An Analog VLSI System for Stereoscopic Vision investigates the interaction of the physical
medium and the computation in both biological and analog VLSI systems by synthesizing a
functional neuromorphic system in silicon. In both the synthesis and analysis of the system a
point of view from within the system is adopted rather than that of an omniscient designer
drawing a blueprint. This perspective projects the design and the designer into a living
landscape. The motivation for a machine-centered perspective is explained in the first chapter.

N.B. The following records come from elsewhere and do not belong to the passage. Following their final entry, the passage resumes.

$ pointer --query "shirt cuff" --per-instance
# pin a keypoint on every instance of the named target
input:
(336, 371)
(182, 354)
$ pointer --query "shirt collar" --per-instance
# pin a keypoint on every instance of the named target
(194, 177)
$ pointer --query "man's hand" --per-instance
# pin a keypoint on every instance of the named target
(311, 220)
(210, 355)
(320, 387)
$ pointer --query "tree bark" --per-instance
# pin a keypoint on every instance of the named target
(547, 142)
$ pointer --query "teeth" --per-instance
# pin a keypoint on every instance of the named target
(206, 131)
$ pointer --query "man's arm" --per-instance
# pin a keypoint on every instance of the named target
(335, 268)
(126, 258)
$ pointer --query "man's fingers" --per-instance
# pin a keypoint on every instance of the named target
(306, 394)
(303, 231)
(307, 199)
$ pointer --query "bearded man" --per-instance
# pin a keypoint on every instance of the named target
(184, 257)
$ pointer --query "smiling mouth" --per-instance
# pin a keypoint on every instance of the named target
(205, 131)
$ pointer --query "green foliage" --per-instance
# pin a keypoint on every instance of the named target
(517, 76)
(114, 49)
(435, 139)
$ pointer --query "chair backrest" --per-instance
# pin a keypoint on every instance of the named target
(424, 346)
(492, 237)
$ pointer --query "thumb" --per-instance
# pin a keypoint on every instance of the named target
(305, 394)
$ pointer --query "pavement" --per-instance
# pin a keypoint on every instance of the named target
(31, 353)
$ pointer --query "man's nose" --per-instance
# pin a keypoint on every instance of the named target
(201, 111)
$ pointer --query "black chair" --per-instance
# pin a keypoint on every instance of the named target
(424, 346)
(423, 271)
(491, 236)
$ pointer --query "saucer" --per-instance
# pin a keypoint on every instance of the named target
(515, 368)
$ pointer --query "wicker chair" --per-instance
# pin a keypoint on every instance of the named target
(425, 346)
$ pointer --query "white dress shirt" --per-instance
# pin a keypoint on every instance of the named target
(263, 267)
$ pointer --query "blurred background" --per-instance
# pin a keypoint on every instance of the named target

The second chapter describes the evolution of the silicon retina. The retina accurately encodes
visual information over orders of magnitude of ambient illumination using mismatched
components that are calibrated as part of the encoding process. The visual abstraction created
by the retina is suitable for transmission through a limited bandwidth channel. The third
chapter introduces a general method for interchip communication the address-event
representation which is used for transmission of retinal data. The address-event
representation takes advantage of the speed of CMOS relative to biological neurons to preserve
the information of biological action potentials using digital circuitry in place of axons. The
fourth chapter describes a collective circuit that computes stereodisparity. In this circuit
the processing that corrects for imperfections in the hardware compensates for inherent
ambiguity in the environment. The fifth chapter demonstrates a primitive working stereovision
system. An Analog VLSI System for Stereoscopic Vision contributes to both computer engineering
and neuroscience at a concrete level. Through the construction of a working analog of
biological vision subsystems new circuits for building brain-style analog computers have been
developed. Specific neuropysiological and psychophysical results in terms of underlying
electronic mechanisms are explained.These examples demonstrate the utility of using biological
principles for building brain-style computers and the significance of building brain-style
computers for understanding the nervous system.